Sonra hızla azalan ışıkta bir şeyin parıldadığını gördüm ve Hymie bıçağıyla harekete geçti. Hymie kurtulmak için onu kesip biçerken boğa hâlâ çekiç gibi çakmaya devam ediyordu. Bıçağın Hymie’nin başının yanından parıltıyla geçip boğanın iki bileğine doğru indiğini görebilir ve bağırtılarını duyabilirdiniz çünkü bu arada gittikçe onlara yaklaşmıştınız ve onun Hymie’yi bıraktığını ve Hymie’nin ayağa kalktığını, sanki tam da doğru noktayı ölçüyormuşçasına bıçağı bir yılan gibi yarım daireler şeklinde savurduğunu, sonra boğanın gırtlağına daldığını görebilirdiniz.

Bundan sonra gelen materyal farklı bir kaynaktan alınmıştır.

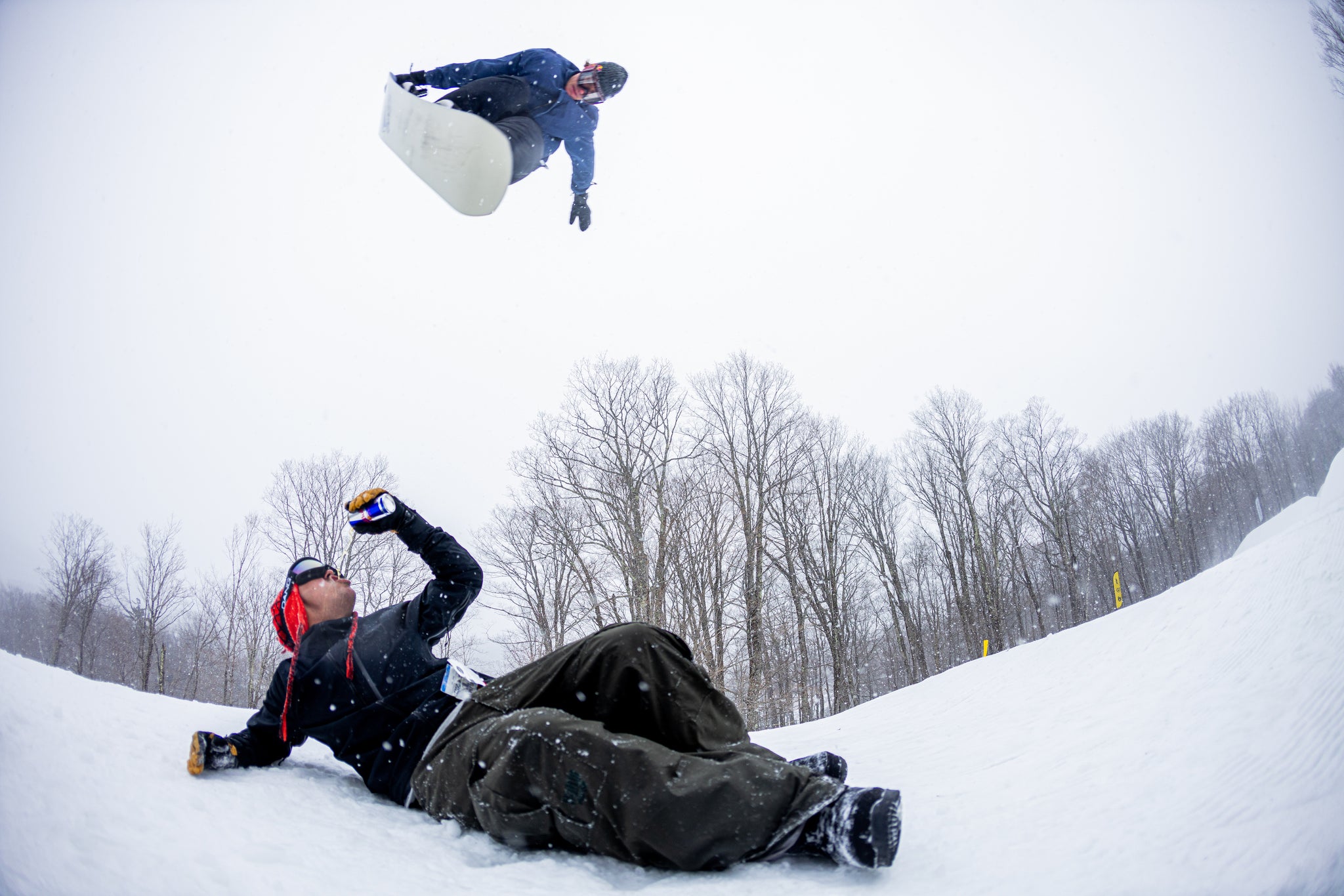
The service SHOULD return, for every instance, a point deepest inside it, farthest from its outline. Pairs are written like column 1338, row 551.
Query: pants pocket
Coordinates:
column 513, row 823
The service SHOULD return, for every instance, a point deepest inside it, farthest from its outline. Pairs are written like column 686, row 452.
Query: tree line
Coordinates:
column 137, row 617
column 808, row 569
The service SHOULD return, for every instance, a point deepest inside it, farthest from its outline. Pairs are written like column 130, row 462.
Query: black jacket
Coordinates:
column 381, row 720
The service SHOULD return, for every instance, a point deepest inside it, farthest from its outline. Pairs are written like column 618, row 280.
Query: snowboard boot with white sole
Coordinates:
column 860, row 829
column 824, row 764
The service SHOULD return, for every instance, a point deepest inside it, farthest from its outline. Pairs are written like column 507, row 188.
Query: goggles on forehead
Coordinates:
column 310, row 569
column 588, row 82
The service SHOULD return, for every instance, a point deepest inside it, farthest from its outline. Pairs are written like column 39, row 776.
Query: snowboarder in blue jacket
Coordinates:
column 539, row 100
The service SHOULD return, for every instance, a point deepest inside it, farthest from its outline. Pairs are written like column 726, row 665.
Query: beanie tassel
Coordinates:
column 289, row 689
column 350, row 647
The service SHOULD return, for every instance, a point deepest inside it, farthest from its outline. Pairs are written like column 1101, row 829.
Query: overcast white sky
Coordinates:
column 210, row 264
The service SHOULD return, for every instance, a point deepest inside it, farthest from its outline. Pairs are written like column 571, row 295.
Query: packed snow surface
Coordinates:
column 1192, row 743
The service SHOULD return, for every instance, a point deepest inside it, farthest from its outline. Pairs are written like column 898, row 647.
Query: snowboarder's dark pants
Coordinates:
column 503, row 101
column 618, row 744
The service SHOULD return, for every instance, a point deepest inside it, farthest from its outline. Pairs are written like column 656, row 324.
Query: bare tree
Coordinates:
column 1328, row 26
column 156, row 596
column 944, row 472
column 1041, row 461
column 613, row 448
column 228, row 597
column 704, row 565
column 79, row 577
column 879, row 524
column 542, row 589
column 746, row 409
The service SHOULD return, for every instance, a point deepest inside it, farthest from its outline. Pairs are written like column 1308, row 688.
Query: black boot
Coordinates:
column 860, row 829
column 824, row 764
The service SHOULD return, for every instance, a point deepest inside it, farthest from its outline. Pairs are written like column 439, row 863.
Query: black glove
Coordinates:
column 581, row 211
column 413, row 81
column 211, row 751
column 391, row 521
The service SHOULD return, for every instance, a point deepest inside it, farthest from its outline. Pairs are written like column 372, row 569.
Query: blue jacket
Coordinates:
column 561, row 119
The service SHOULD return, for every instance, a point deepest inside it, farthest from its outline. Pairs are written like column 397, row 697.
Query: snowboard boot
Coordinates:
column 860, row 829
column 824, row 764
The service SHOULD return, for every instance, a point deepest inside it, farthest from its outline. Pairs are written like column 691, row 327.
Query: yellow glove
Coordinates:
column 375, row 511
column 363, row 499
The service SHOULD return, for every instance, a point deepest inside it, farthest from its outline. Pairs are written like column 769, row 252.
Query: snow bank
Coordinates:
column 1300, row 511
column 1192, row 743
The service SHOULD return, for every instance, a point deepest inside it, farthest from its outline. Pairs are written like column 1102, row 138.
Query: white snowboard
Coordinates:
column 463, row 157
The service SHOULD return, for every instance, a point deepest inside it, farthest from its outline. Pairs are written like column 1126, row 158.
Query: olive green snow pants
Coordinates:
column 618, row 744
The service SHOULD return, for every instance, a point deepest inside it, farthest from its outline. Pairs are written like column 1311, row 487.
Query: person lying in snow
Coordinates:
column 538, row 98
column 616, row 743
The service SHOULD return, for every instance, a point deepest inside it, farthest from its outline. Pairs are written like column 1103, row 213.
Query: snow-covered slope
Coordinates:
column 1192, row 743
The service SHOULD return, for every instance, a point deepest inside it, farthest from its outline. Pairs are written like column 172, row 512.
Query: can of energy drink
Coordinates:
column 383, row 506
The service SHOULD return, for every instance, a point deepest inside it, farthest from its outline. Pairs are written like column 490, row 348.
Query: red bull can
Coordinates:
column 385, row 506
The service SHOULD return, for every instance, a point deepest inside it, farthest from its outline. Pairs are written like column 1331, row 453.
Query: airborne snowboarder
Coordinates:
column 539, row 100
column 614, row 744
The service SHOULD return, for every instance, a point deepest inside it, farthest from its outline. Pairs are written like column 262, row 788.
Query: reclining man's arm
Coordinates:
column 457, row 575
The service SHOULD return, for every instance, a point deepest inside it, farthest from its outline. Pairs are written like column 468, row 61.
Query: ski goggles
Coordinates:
column 588, row 82
column 308, row 569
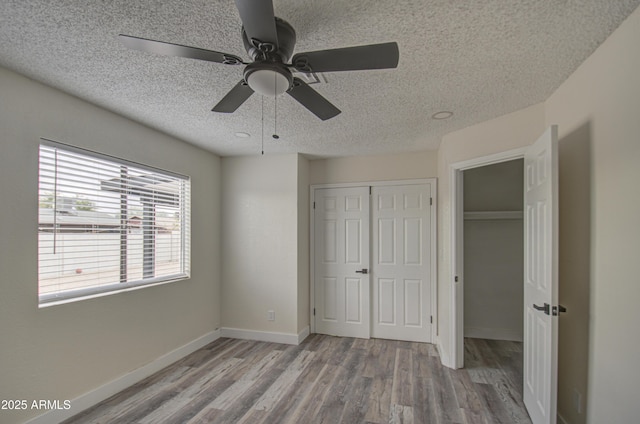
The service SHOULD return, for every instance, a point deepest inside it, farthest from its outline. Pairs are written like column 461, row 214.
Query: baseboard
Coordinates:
column 265, row 336
column 109, row 389
column 493, row 333
column 303, row 334
column 444, row 358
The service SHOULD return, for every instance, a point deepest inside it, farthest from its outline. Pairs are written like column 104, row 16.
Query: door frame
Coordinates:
column 457, row 243
column 433, row 229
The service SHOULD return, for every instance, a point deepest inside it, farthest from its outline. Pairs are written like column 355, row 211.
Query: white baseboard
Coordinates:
column 444, row 358
column 493, row 333
column 109, row 389
column 265, row 336
column 304, row 334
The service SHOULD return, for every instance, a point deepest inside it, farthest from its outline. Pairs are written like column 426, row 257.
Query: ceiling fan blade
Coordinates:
column 234, row 98
column 373, row 56
column 170, row 49
column 258, row 20
column 312, row 100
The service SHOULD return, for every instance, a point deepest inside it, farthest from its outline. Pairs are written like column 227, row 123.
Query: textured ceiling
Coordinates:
column 479, row 59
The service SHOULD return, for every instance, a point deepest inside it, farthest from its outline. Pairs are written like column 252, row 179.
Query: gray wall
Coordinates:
column 61, row 352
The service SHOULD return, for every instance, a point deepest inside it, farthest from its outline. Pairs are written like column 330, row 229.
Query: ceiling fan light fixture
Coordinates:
column 268, row 79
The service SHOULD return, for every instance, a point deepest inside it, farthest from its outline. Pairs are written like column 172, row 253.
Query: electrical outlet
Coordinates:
column 577, row 401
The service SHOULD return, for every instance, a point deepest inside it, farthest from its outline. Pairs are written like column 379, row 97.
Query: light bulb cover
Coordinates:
column 268, row 79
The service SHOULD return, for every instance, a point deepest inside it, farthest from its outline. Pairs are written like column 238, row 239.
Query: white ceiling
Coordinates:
column 479, row 59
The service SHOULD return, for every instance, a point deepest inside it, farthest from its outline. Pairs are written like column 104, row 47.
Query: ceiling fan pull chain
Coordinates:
column 275, row 113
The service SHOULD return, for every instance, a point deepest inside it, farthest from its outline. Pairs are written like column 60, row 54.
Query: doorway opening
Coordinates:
column 493, row 266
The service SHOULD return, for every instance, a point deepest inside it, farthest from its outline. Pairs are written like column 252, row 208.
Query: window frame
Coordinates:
column 73, row 295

Hymie bıçağı boğanın bir kulağından ötekine gırtlağı boyunca çekti, sonra onu bıçakladı ve vagonun üstünden attı. Boğa sanki bir çocuğun demir köprüden nehre dalması gibi havada bir saniye durdu ve sonra aşağıdaki cürufa çakıldı. Suratımda ılık bir şeyler hissettim ve boğanın kanının bir kısmının katarın tanktan su almak için durduğunda olduğu gibi sprey halinde geriye doğru püskürdüğünü fark ettim.

Artık hava kararmıştı ve Hymie üstündeki gömleği yırtıp vagonun kenarından attı ve yandan aşağı süzüldü. Tren yukarı bir eğilime denk gelip yavaşlayana kadar orada asılı kaldı. Bir tepede duran küçük bir kasabaya yaklaşıyorduk. Orada burada kekteki kuru üzümler gibi dağınık ışıklar vardı ve yaklaştıkça Hymie’nin gerilip vagonun uzağına doğru atladığını gördüm. Sertçe toprağa çarptı, birkaç yard yuvarlandı ve ayağa kalktı. O zamana kadar onu o loş ışıkta göremeyecek kadar uzaklaşmıştık. Trenin ıslığının yalnız sesi çığlık atarken küçük kasabanın yanından geçip gittik ve ben bunun Hymie’yi son görüşüm olup olmadığını merak ediyordum…

Daha sonra Hymie’nin giydiği gömleğin bir tarlanın çitinde asılı bulunduğunu ve sustalısının hâlâ boğaya saplı olduğunu duydum. Boğa cürufun üzerinde yuvarlanıp raylar boyunca uzanan bağlara girmiş ve kaplan zambağına benzeyen çiçekler arasında kanlar içinde uzanıyormuş.

Bir sonraki gün günbatımı civarında Montgomery, Alabama’daki bakım istasyonuna yanaşıyorduk. Hattın millerce aşağısında hayatımızın en büyük korkusunu yaşadık. Bakım istasyonuna varmadan önce trenin bir demir köprüden geçmesi gerekiyordu. Yavaşça ilerliyordu ve köprüyü geçer geçmez trenden inmeye başladık. Birdenbire bir bağırış duyduk ve katarın önüne koştuk, orada iki tane boğa vardı, biri uzun biri kısa boylu, tüfek namlularının ucunda milleti topluyorlardı. Daha iyi görebilmek için herkesi sıraya diziyorlardı. Gökyüzü bulutlu ve kapkaraydı. Hymie’nin boğasının bulunduğunu ve bir kara oğlanın halledilmesi gerektiğini biliyorduk. Ama bu sefer şansımız yaver gitmiş olmalıydı çünkü tam o anda fırtına bastırdı ve katar bakım istasyonundan ayrılmaya başladı. Boğalar bağırarak kimsenin trene binmemesini söyledi ve bizse dağılıp bakım istasyonunun öteki ucunda ayrılmakta olan katarı yakalayabilmek için vagonların arasında sağa sola kaçışmaya başladık. Başardık da. O gece yağmurda trenin tepesinde takıldık. Rahat değildi ama biz deli gibi mutluyduk ve ertesi gün güneşin kıyafetlerimizi üzerimizde kurutacağını biliyorduk ve Hymie’nin boğasını hakladığı yerden çok uzaklara gidecek hızlı bir şeyler yakalayacaktık.

Ralph Ellison

Çeviren: Burcu Alkan

Kaynak: Ralph Ellison, “Hymie’s Bull,” Flying Home and Other Stories. New York: Random House, 1996 (s. 82-88).